La ley justifica el infierno, de la misma manera que el amor justifica el cielo.
El que incumple las leyes de su país sufre el castigo adecuado (al menos, en teoría); el que cumple las leyes por temor al castigo, ni pena ni gloria: el limbo. El que ama su patria no necesita leyes para engrandecerla.
Si el marido y la esposa se aman, no hacen falta leyes para que su hogar sea «un cielo». Si no se aman, ¿qué podrán hacer las leyes para evitar que su hogar sea «un infierno»?

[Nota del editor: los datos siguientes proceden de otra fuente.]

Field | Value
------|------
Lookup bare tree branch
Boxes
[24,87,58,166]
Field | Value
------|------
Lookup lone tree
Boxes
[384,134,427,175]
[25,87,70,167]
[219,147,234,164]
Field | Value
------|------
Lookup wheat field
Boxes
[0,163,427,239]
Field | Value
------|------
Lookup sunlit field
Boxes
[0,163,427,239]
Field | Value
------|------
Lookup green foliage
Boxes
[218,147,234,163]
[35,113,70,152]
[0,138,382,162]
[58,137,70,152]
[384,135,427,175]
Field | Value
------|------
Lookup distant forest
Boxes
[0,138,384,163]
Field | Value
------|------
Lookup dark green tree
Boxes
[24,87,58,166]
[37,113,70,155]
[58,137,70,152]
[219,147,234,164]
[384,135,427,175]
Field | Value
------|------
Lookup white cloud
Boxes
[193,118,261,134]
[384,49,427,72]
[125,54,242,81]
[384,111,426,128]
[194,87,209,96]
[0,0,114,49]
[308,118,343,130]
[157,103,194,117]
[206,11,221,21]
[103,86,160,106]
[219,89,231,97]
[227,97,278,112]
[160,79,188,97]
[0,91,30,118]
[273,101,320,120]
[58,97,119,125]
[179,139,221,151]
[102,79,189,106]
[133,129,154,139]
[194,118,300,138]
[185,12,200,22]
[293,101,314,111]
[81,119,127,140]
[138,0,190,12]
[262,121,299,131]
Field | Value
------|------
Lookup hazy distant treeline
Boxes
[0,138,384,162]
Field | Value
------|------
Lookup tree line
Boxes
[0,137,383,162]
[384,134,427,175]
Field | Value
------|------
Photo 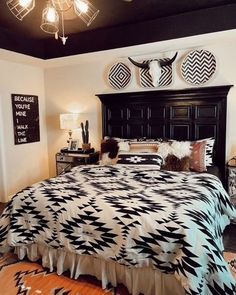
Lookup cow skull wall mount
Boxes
[128,52,178,87]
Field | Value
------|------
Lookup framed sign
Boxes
[11,94,40,144]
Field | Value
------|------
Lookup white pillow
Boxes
[171,141,191,159]
[118,141,130,152]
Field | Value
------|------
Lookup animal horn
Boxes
[159,52,178,67]
[128,57,149,69]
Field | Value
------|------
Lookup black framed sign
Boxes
[11,94,40,144]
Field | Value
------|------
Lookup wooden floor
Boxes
[0,203,236,253]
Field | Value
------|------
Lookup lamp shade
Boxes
[60,114,80,130]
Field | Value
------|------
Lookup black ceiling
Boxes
[0,0,236,59]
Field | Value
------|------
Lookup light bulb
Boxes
[46,7,57,23]
[75,0,88,13]
[19,0,32,8]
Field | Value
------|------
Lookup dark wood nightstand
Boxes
[56,152,99,175]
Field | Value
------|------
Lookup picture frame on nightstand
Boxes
[68,139,79,151]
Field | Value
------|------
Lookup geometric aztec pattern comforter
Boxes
[0,165,236,295]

La Ley quiere ordenar el egoísmo, que es el supremo desorden, el Anticristo.
El Amor (que es Cristo) lo ordena todo. Automáticamente.
¿Quiere decir todo esto que la Ley es inútil? ¡De ninguna manera! La Ley es utilísima para poner de manifiesto su propia limitación.

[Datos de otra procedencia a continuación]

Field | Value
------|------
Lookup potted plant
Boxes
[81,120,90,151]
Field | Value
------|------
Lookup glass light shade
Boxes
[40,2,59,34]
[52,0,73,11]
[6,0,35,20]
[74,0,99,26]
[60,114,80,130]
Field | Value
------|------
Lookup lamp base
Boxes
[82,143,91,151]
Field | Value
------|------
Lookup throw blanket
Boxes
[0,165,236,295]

Si los hombres no hemos dejado de burlar la Ley de Dios, desde que Moisés la promulgó, ¿cómo no burlaremos mucho más de las leyes de los hombres?
Lo que no admite burla es el amor, cuando verdaderamente es amor. Ni por parte del que ama, ni por parte del que es amado, porque ambos son simultáneamente el que ama y el que es amado.
La Ley puede imponer un régimen determinado (social, político, económico); lo que no puede imponer es amor al régimen. El amor no está sujeto a ley; solamente se rinde ante el amor.
La primera utilidad de la Ley, por tanto, es la de servir de freno. Pero nada puede marchar a base de frenos solamente. A no ser que vaya siempre cuesta abajo, hacia el abismo.
La segunda utilidad (!) es la de fomentar las formas constructivas (!) del egoísmo.
La tercera utilidad (la máxima) es la de desengañar a los hombres que creen en la Ley, pero que, prácticamente, no creen en Dios.
La superación de la Ley (de toda ley) es el Amor. Donde éste falta, todas las leyes del mundo son incapaces para evitar las guerras, de hombre a hombre, entre vecinos, entre empresas, entre naciones. Guerras frías, guerras calientes, guerras comerciales, guerras de calumnias, guerras de propaganda…
Por algo Jesucristo dio su Ley —sin leyes— con una sola palabra: Amor.
Todavía son demasiados los que, cuando cavilan sobre el «Mundo Mejor» que reclama el Papa, piensan en las leyes que habría que implantar para lograrlo.
No se dan cuenta de que, nada más que a base de leyes, solamente pueden salir mundos peores. Tanto peores, cuanto más numerosas sean las leyes.
El verdadero sociólogo cristiano no es simplemente el que piensa en sustituir unas leyes por otras, sino el que aspira a introducir amor donde ahora hay ley, para que poco a poco el amor aumente y la ley disminuya.
Esto no es cosa de un día, ni de un año, ¡claro está! Esto es un ideal. Pero…, ¿cuántos lo tenemos?